Recovery – New Research

As I read the National Institute of Mental Health’s (NIMH) recent research, I sighed, “It’s about time.” It’s about time to look at mental illness from a recovery standpoint. It’s about time to recognize that treatment needs to begin with the first symptom episodes. It’s about time . . . family members seemed to intuitively know this.

NIMH’s research project Recovery after an Initial Schizophrenia Episode (RAISE) is exploring the effectiveness of of early and aggressive treatment. RAISE examines an aggressive approach to early treatment at the first onset of symptoms. The researchers are looking at two different approaches that have the same goal: To lessen long-term lose of functional abilities. They are also seeking to disseminate the learned information quickly into community settings to make a transition from research to practice. (A summary of RAISE)

Just what is it that family members seemed to know that researchers are just learning?

First, early diagnosis and early treatment. It is still standard practice not to diagnosis any mental illness in early teens, even though symptoms may be pronounced and clear. For some mental illness, such as Borderline Personality Disorder, it is recommended not to give a diagnosis to a teen unless the symptoms have been present for a year or more.

In our family’s situation, by the time a diagnosis was given, the destruction caused by the mental illness had set in.

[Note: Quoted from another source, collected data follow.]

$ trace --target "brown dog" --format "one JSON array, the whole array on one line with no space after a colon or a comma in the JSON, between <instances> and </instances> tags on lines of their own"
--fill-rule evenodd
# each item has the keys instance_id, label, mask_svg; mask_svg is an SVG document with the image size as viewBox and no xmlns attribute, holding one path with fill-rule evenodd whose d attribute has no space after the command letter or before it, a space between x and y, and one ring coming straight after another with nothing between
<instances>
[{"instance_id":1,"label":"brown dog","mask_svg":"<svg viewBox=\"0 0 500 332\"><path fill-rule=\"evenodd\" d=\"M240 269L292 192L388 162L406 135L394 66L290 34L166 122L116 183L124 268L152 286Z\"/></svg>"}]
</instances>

Our son had also turned 18, and we were prevented by law from making appointments for him. He was too ill to decide for himself, but intervention wasn’t an option. How often we have said, “If we’d only known sooner.”

The reasoning is to not “stigmatize” a young person with a mental illness diagnosis. Too often the person is stigmatized by anti-social behavior and criminal record before a diagnosis is given and treatment started. Early intervention can help prevent destructive behaviors later on.

Second, families have known that recovery is possible. Sometimes that recovery requires more than a handful of pills and a once-a-month, 30-minute appointment. Recovery is person oriented; not method oriented. Recovery occur more often when it begins early and aggressively. The goal of getting this researched model into the community quickly will help get boots on the ground toward real recovery that leads to independent living.

Third, research needs to focus on a recovery model. Yes, it’s important to know why the brain operates the way it does. Yes, it’s important to know what medications may help. But, more needs to be done to promote recovery, not maintenance, as the goal for those suffering with mental illness. We family members want our loved ones well, not just medicated.

I applaud NIMH and the researchers (John M. Kane, M. D. and Jeffrey A. Lieberman, M. D.) for taking this bold and important step to promote recovery from mental illnesses.